A joke. Told to a woman bound hand and foot to a chair upside down on the floor. “Very funny.” When he walked out of her line of vision, though, anxiety got the better of her. “Where-wh-where are you going? Don’t! Oh, don’t—”

“Don’t find the bloody sheriff? Don’t have you hauled away as you deserve?”

“Yes. No. Right, don’t—” Quickly, defensively, “I’ll tell. I’ll tell them you took the larger amount.”

“I’ll show them the wig. They saw you today. They know this room number. There’s nothing to link me. I’m just here trying to stop you. It’s all yours, Miss Muffin—what
is
your name, by the way?”

“Emma.”

“Emma?” He came back into view, looking again at her upside from his tall height overhead. “How lovely.” He studied her, really studied her.

Till she looked away. She had to fight another odd little
moment of humanity, connection, something…something she didn’t want to feel for him.

He added, “It suits you better.”

How would he know? she told herself. Then, aloud, suggested, “I—I, ah—I have an idea for your uncle.” Oh, anything to get out of this mess.

He frowned. After several long seconds of silence, he said, “I’m listening.”

“Wha—” She couldn’t say it at first. Oh, she hated what she was about to offer. “Wha—what did he take? How much?”

“There’s no recouping the money. I told you, that’s not the issue.” He shrugged. “Besides, my father was a cruel man; his younger brother no doubt took the brunt at times. Leonard is entitled to something. Just not the viscountcy nor, willy-nilly, whatever his greedy mind might happen to land upon.” The pause he left said that the two things—yes, that’s what he’d said, “things”—would be much more difficult to recoup than money. He told her, “Though he denies it, Leonard took a statue. I know he has it; I want it back. He went to Dunord before I could get there and took a lot, but the statue is dear to me, not to mention worth a fortune. And he also took”—he laughed—“the damnedest thing: He took a pair of my mother’s earrings, the only pair I ever remember her wearing. I want both returned to me, the jewelry and the statue.” He raised that eyebrow. “Can you get them?”

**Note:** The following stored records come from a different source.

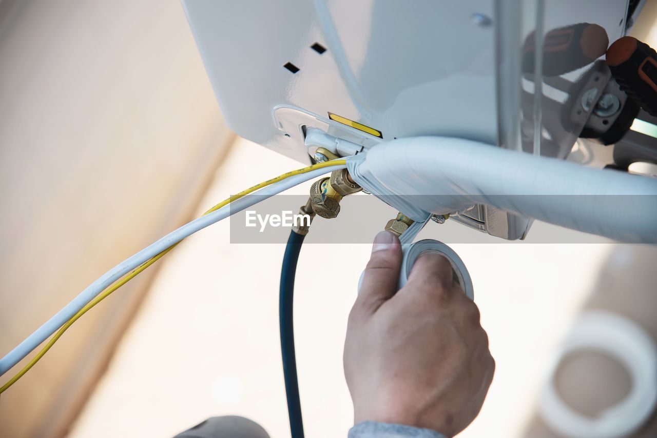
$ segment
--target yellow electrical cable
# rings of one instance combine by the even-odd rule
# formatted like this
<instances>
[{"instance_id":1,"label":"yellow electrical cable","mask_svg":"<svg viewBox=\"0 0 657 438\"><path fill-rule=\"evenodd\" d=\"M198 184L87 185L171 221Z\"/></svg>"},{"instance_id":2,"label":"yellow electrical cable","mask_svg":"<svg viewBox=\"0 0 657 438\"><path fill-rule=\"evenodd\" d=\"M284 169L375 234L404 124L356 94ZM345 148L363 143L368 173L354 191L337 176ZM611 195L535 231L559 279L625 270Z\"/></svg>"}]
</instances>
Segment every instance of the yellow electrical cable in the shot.
<instances>
[{"instance_id":1,"label":"yellow electrical cable","mask_svg":"<svg viewBox=\"0 0 657 438\"><path fill-rule=\"evenodd\" d=\"M312 170L315 170L317 169L321 169L322 167L327 167L332 165L336 165L346 164L346 160L333 160L324 163L319 163L317 164L313 164L312 165L309 165L306 167L302 167L302 169L297 169L296 170L293 170L289 172L286 172L285 173L283 173L283 175L276 177L275 178L268 179L266 181L263 181L262 183L254 185L252 187L250 187L249 188L247 188L245 190L240 192L237 194L233 195L228 199L221 201L221 202L215 205L214 207L213 207L212 208L210 209L209 210L204 213L203 215L204 216L205 215L212 213L212 211L218 210L221 207L227 206L233 201L238 200L240 198L242 198L242 196L249 194L250 193L252 193L253 192L255 192L257 190L262 188L263 187L265 187L268 185L271 185L275 183L278 183L279 181L281 181L284 179L289 178L290 177L293 177L296 175L300 175L302 173L306 173ZM15 383L18 379L20 379L25 374L25 373L29 371L30 369L32 366L34 366L36 364L36 362L37 362L39 360L41 359L41 358L43 357L44 355L45 355L46 353L48 352L48 350L49 350L51 347L53 345L55 345L55 343L57 341L57 339L61 338L62 335L64 334L64 332L66 332L66 330L69 327L70 327L74 322L78 320L78 319L80 317L86 313L87 311L89 310L90 309L91 309L91 307L94 307L95 305L102 301L106 297L109 296L110 294L112 294L115 290L122 286L124 284L125 284L125 283L128 282L129 281L134 278L135 276L137 276L141 271L144 271L145 269L146 269L146 268L148 267L149 266L154 263L156 261L161 259L162 257L164 256L165 254L166 254L168 252L173 250L174 248L175 248L176 245L177 245L180 242L179 242L177 243L173 244L173 245L168 248L166 250L164 250L161 253L158 254L157 255L155 255L152 258L149 259L147 261L140 265L139 267L133 269L127 275L125 275L125 276L124 276L124 278L121 278L119 280L117 280L117 282L115 282L114 284L112 284L108 289L105 290L102 294L100 294L95 298L89 301L87 304L87 305L82 307L82 309L79 309L77 313L76 313L74 315L73 315L73 317L71 317L70 319L66 321L66 324L62 326L61 328L60 328L59 330L58 330L57 332L55 334L55 336L50 339L50 341L48 341L48 343L47 343L43 347L43 348L41 349L41 350L37 354L36 356L33 357L32 359L29 362L28 362L28 364L24 367L23 367L23 369L19 371L18 373L16 374L16 376L11 378L11 379L10 379L9 382L7 382L6 383L0 387L0 394L5 392L7 389L7 388L9 388L14 383Z\"/></svg>"}]
</instances>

“Yes.” No. Who knew? She’d promise anything at this point. Time to make it sound real. “We could do, I suppose, a poke with a send.”

The authority of the two words,
poke
and
send
, made him grow still—cautiously regardful. She had him. From upside down, his shadowed eyes focused on her with new interest.

A poke with a send. Could she do it? Did she want to? That was the real point. There were a dozen very good reasons not even to begin. For one, the last time she’d done a
poke with a send, four people had ended up shot, herself one of them. “Th-though I can’t just—I mean, I have responsibilities. My sheep—”

“Who’s taking care of them now?”

“My neighbor. Though I did everything this morning before I left. And I bake bread—”

“We’ll have one of my chefs do it.”

“For half the village—”

“They have a lot of new ovens.”

“And a cat—”

“Whoever looks after the sheep—”

“I do other things—”

“Make a list.”

“Some only I can do,” she insisted, frowning, resistant, plaintive.

It won her only a sideways pull of his mouth. “No one is irreplaceable, Emma.”

Emma. They were even. They’d each appropriated—inappropriately—the other’s given name.

“Make a list,” he repeated. “How long will it take to do this—what did you call it? A poke”—he paused, amused; he liked poking—“and a what?”